Türkiye’nin Birleşmiş Milletler (BM) Daimi Temsilcisi Büyükelçi Sedat Önal, Gazze’de derhal ve koşulsuz bir ateşkese acil ihtiyaç olduğunu belirterek, Gazze’de insanların topyekûn bir kuşatma altında cezalandırılmasının kabul edilemez olduğunu söyledi.
- İsrail saldırıları nedeniyle Gazze’de iletişim tamamen koptu
- İsrail, Gazze’ye 7 Ekim’den bu yanaki en şiddetli hava saldırılarını düzenliyor
- İsrail saldırıları nedeniyle Gazze’deki nüfusun yüzde 70’i yerinden edildi
Önal, “İsrail’in işgal altındaki Filistin topraklarında yasa dışı faaliyetlerini” ele almak için Özel Acil Oturum’la toplanan BM Genel Kurulu’nda hitap etti.
Gazze’de son üç haftadır, insani acılara dair anlatılmaz manzaralar yaşanmaya devam ettiğini belirten Önal, “Milyonlarca sivil ayrım gözetilmeksizin bombalanıyor.
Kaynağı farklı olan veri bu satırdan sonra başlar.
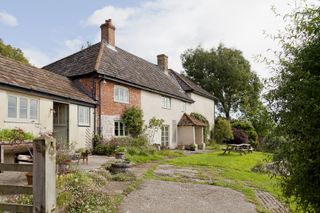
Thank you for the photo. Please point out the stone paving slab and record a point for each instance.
(171, 197)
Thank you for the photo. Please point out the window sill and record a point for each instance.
(121, 102)
(84, 125)
(22, 121)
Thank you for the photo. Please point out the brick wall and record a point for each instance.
(109, 107)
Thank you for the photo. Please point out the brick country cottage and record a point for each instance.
(112, 79)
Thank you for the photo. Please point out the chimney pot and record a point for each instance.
(108, 32)
(163, 61)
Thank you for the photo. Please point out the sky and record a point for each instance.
(49, 30)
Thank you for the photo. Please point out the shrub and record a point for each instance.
(239, 136)
(222, 130)
(81, 192)
(15, 135)
(204, 120)
(249, 129)
(140, 141)
(133, 120)
(96, 140)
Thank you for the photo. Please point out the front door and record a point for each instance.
(61, 123)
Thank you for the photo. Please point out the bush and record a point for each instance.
(81, 192)
(249, 130)
(271, 142)
(204, 120)
(222, 130)
(239, 136)
(15, 135)
(133, 120)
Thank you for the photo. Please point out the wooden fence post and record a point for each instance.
(44, 175)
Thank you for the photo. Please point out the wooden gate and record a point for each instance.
(44, 179)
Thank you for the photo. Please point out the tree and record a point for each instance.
(154, 125)
(296, 104)
(133, 120)
(222, 130)
(13, 53)
(225, 73)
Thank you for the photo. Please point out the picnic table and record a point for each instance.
(241, 148)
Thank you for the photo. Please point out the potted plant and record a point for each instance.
(29, 178)
(63, 161)
(120, 151)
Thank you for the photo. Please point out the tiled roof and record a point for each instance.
(16, 74)
(189, 86)
(188, 120)
(119, 65)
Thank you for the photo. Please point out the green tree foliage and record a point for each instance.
(225, 73)
(296, 101)
(261, 120)
(205, 121)
(133, 120)
(222, 130)
(11, 52)
(247, 127)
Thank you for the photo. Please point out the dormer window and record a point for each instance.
(121, 94)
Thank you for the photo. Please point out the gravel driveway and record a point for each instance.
(162, 196)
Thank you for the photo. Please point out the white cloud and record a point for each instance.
(172, 26)
(40, 58)
(8, 19)
(120, 15)
(36, 57)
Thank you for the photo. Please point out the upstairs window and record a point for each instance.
(121, 94)
(22, 108)
(166, 102)
(84, 116)
(165, 135)
(120, 129)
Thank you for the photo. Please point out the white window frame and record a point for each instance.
(86, 116)
(124, 131)
(166, 102)
(18, 117)
(184, 106)
(121, 94)
(165, 135)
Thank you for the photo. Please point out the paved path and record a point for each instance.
(160, 196)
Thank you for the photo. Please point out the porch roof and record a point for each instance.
(188, 120)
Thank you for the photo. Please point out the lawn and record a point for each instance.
(234, 171)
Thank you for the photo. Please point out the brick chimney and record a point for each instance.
(163, 61)
(108, 32)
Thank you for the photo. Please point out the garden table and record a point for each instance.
(241, 148)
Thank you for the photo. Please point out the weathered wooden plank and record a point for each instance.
(11, 189)
(11, 207)
(16, 167)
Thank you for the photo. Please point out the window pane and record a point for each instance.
(62, 113)
(34, 109)
(12, 107)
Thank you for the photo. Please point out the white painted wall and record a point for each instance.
(79, 136)
(151, 106)
(186, 135)
(45, 122)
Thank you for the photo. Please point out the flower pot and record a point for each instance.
(29, 178)
(119, 155)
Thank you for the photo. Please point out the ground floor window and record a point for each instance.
(120, 129)
(165, 135)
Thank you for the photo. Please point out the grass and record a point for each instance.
(234, 171)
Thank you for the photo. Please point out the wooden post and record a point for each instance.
(44, 175)
(1, 155)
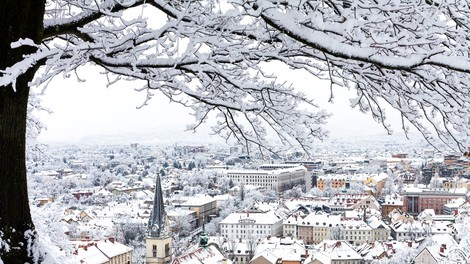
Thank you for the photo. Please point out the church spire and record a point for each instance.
(157, 220)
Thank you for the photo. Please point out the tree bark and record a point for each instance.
(22, 19)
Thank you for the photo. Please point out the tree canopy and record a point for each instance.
(211, 55)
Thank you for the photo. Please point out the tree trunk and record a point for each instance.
(22, 19)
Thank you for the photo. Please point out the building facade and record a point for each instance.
(277, 179)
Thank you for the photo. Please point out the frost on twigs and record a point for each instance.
(411, 56)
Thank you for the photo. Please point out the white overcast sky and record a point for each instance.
(82, 109)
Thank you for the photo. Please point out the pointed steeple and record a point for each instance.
(157, 221)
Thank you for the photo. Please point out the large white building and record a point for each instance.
(251, 225)
(277, 178)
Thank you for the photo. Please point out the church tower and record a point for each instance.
(158, 240)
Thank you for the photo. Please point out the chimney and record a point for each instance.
(443, 248)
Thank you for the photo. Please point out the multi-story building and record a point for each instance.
(277, 179)
(380, 230)
(357, 232)
(334, 251)
(204, 206)
(390, 203)
(322, 226)
(415, 199)
(251, 225)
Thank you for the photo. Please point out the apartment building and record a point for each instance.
(251, 225)
(416, 199)
(204, 206)
(277, 178)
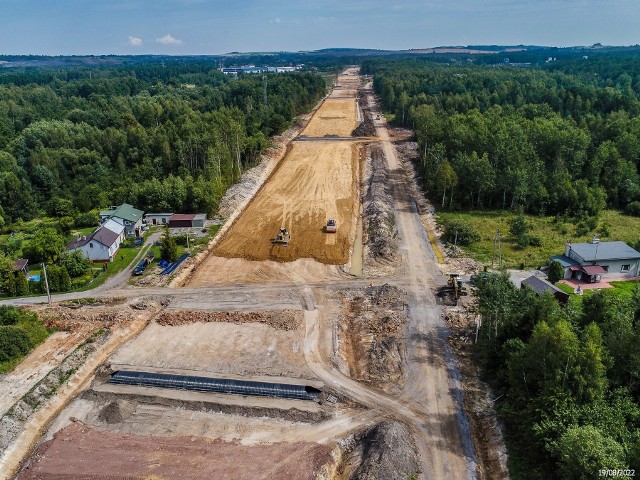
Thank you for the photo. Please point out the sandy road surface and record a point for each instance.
(336, 116)
(80, 451)
(315, 181)
(35, 366)
(445, 441)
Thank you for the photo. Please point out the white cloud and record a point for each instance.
(168, 40)
(135, 41)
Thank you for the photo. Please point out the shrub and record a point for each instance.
(9, 315)
(633, 209)
(14, 343)
(555, 272)
(461, 232)
(88, 219)
(535, 241)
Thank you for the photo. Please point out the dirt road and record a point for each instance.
(446, 444)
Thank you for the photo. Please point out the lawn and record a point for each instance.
(122, 259)
(32, 326)
(553, 235)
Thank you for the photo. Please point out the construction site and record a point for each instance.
(308, 341)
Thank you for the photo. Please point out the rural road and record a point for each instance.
(431, 402)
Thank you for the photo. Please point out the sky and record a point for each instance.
(209, 27)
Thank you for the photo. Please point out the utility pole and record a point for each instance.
(264, 77)
(499, 250)
(46, 281)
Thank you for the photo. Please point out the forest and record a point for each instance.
(566, 379)
(161, 136)
(563, 139)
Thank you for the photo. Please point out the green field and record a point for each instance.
(552, 234)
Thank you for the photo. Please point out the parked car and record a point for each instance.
(141, 267)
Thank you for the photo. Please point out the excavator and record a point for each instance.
(453, 290)
(331, 226)
(283, 237)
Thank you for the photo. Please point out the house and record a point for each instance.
(157, 218)
(100, 246)
(125, 215)
(590, 261)
(187, 220)
(20, 265)
(115, 227)
(541, 286)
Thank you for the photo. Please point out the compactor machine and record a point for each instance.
(331, 226)
(283, 237)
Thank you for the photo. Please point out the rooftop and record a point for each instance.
(593, 252)
(124, 211)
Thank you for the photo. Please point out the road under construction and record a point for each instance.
(362, 355)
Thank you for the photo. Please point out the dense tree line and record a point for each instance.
(163, 137)
(568, 378)
(545, 140)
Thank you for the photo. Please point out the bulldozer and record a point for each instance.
(453, 290)
(283, 237)
(331, 226)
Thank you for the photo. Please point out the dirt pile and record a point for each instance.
(478, 399)
(79, 451)
(366, 127)
(388, 452)
(287, 320)
(117, 411)
(371, 336)
(66, 317)
(11, 424)
(381, 242)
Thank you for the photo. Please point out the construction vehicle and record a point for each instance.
(453, 290)
(283, 237)
(331, 226)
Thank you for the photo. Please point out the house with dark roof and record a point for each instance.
(100, 246)
(188, 220)
(591, 261)
(125, 215)
(542, 286)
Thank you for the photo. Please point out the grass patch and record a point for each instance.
(628, 287)
(553, 235)
(30, 324)
(122, 260)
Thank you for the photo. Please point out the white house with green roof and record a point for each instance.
(126, 215)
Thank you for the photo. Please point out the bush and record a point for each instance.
(535, 241)
(633, 209)
(555, 272)
(88, 219)
(9, 315)
(460, 232)
(14, 343)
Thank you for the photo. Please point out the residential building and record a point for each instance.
(187, 220)
(591, 261)
(125, 215)
(157, 218)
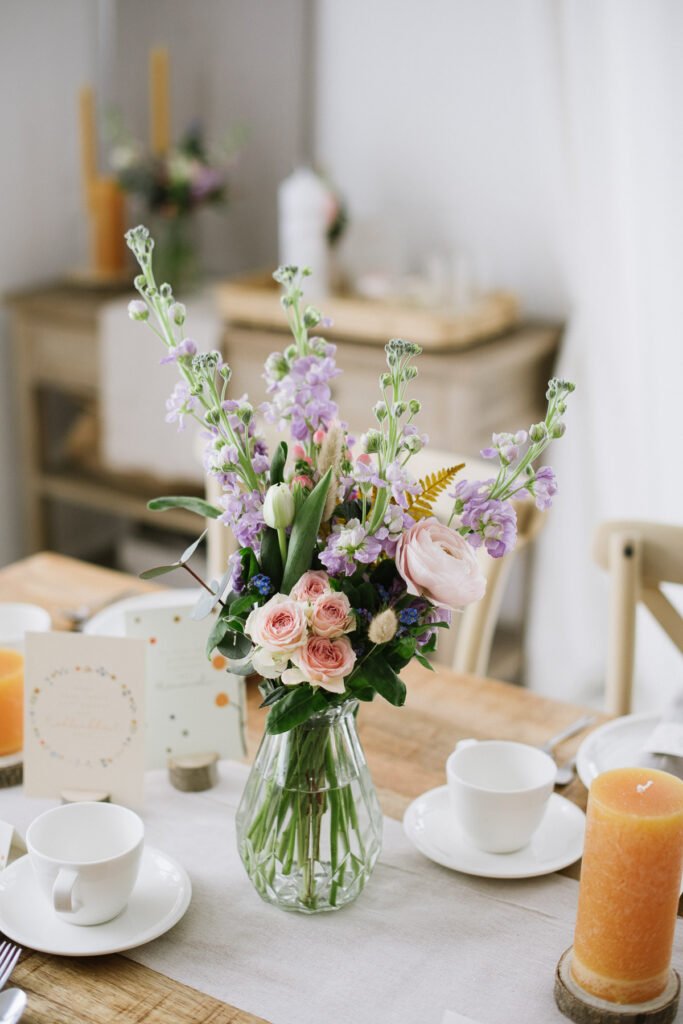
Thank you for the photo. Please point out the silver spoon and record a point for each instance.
(12, 1005)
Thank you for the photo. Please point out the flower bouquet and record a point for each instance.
(172, 186)
(342, 576)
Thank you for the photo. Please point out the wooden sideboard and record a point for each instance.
(466, 394)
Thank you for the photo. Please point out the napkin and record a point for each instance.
(664, 749)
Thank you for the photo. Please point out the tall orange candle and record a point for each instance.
(160, 108)
(108, 225)
(630, 885)
(11, 701)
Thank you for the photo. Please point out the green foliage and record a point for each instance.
(197, 505)
(296, 707)
(304, 534)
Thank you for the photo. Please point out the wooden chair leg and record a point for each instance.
(625, 554)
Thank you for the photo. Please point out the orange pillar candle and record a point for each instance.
(630, 885)
(108, 226)
(11, 701)
(160, 107)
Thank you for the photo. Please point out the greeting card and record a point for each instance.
(83, 717)
(194, 705)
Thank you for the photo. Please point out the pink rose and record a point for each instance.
(311, 585)
(322, 662)
(331, 615)
(436, 562)
(280, 625)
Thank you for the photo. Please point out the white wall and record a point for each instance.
(232, 60)
(46, 52)
(434, 118)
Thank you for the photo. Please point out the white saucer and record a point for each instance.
(614, 744)
(111, 622)
(429, 823)
(160, 898)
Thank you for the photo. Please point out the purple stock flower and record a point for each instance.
(348, 545)
(186, 347)
(179, 403)
(302, 396)
(244, 514)
(493, 523)
(544, 487)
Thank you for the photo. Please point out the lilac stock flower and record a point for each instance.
(301, 395)
(348, 545)
(186, 347)
(244, 514)
(544, 487)
(401, 483)
(493, 523)
(179, 403)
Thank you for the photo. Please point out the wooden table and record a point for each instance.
(406, 749)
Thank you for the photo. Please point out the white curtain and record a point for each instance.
(617, 98)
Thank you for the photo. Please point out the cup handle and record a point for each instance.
(62, 891)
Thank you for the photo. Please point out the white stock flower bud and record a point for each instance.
(279, 507)
(137, 309)
(383, 627)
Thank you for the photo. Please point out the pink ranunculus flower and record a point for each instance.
(331, 615)
(322, 662)
(280, 626)
(310, 586)
(436, 562)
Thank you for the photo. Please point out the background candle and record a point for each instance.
(630, 885)
(11, 701)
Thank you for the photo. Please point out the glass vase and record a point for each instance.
(176, 251)
(309, 824)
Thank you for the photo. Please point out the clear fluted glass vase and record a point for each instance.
(309, 824)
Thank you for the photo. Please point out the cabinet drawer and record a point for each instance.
(65, 356)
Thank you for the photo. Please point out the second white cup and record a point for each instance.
(499, 792)
(86, 858)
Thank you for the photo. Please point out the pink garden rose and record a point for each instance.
(311, 585)
(331, 615)
(436, 562)
(324, 663)
(280, 625)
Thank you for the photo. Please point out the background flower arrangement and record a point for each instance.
(343, 574)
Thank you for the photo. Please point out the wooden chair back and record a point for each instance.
(639, 556)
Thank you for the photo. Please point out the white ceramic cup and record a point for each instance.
(86, 857)
(499, 792)
(17, 620)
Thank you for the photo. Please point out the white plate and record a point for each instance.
(557, 842)
(111, 622)
(614, 744)
(159, 900)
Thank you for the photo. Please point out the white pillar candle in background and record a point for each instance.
(303, 205)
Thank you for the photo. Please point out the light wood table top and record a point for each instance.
(406, 750)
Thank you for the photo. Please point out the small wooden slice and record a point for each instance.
(82, 796)
(194, 772)
(583, 1008)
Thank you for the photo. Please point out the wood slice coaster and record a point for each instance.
(194, 772)
(11, 770)
(583, 1008)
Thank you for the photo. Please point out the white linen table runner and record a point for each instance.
(419, 941)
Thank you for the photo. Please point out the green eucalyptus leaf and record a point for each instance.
(271, 560)
(160, 570)
(304, 534)
(298, 706)
(278, 464)
(188, 552)
(198, 505)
Su, gıda, elektrik ve yakıttan mahrum bırakılıyorlar. Topyekûn bir kuşatma altında cezalandırılıyorlar.” diye konuştu.
“Sivillere yönelik gelişigüzel saldırıların hiçbir gerekçesi olamaz”
Önal, sivillere ve sivil altyapıya yönelik gelişigüzel saldırıların hiçbir gerekçesi olamayacağını vurgulayarak şöyle devam etti:
“Bu toplu cezalandırma eylemleri ve insanları zorla yerinden etmeye yönelik girişimler kabul edilemez ve durdurulması gerekiyor. Her bir masum hayatın kaybedilmesinde ve bu kayıpların nedenlerini kınama konusunda net olmalıyız. Gazze’de derhal ve koşulsuz bir ateşkese acil ihtiyaç vardır ve Gazze’ye kesintisiz insani erişim de mutlak bir zorunluluktur.”
Gazze bağlamında BM Genel Sekreteri’nin ve BM kuruluşlarının çabalarını takdir ettiklerini belirten Önal, “Bu zor koşullar altında, uluslararası toplumun bu öncelikleri yerine getirmek için ortak bir tavır ortaya koyması gerekiyor. Bu birliğin sağlanmasına yardımcı olmak, uluslararası barış ve güvenliğin korunması açısından sonuçlar elde etmek BM’nin sorumluluğundadır.” dedi.
Önal, şu ana kadar Güvenlik Konseyi’nin “felç olması” nedeniyle bunun mümkün olmadığına işaret ederek, bu nedenle Genel Kurul’un duruma el atması ve BM sisteminin işlemesi için elinden geleni yapması gerektiğini kaydetti.
“Sivilleri ve sivil altyapıyı hedef alarak sürdürülebilir bir güvenlik sağlanamaz”
Türkiye’nin bu anlayışla, “Sivillerin korunması, hukuki ve insani yükümlülüklerin yerine getirilmesi” başlıklı karar taslağına ortak sponsor olduğunu hatırlatan Önal, taslağın katliamı durdurmak ve bölgedeki gerilimi hafifletmeye yardımcı olmak için asgari gereklilikleri içerdiği bilgisini paylaşarak tüm üye devletleri bu karara destek vermeye çağırdı.
Önal, “Bu çatışmanın kontrolden çıkıp başka alanlara yayılmasını engellemeliyiz. Sivilleri ve sivil altyapıyı hedef alarak sürdürülebilir bir güvenlik sağlanamaz. Filistinlilerin özgürlük, onur ve devlet olma özlemleri baskılanmaya devam ettiği sürece hiçbir barış mümkün veya sürdürülebilir değildir. Uyumlu ve kapsamlı bir çözüm ya da İsrail-Filistin çatışması ancak iki devletli çözüme dayalı bir barış süreciyle gerçekleştirilebilir.”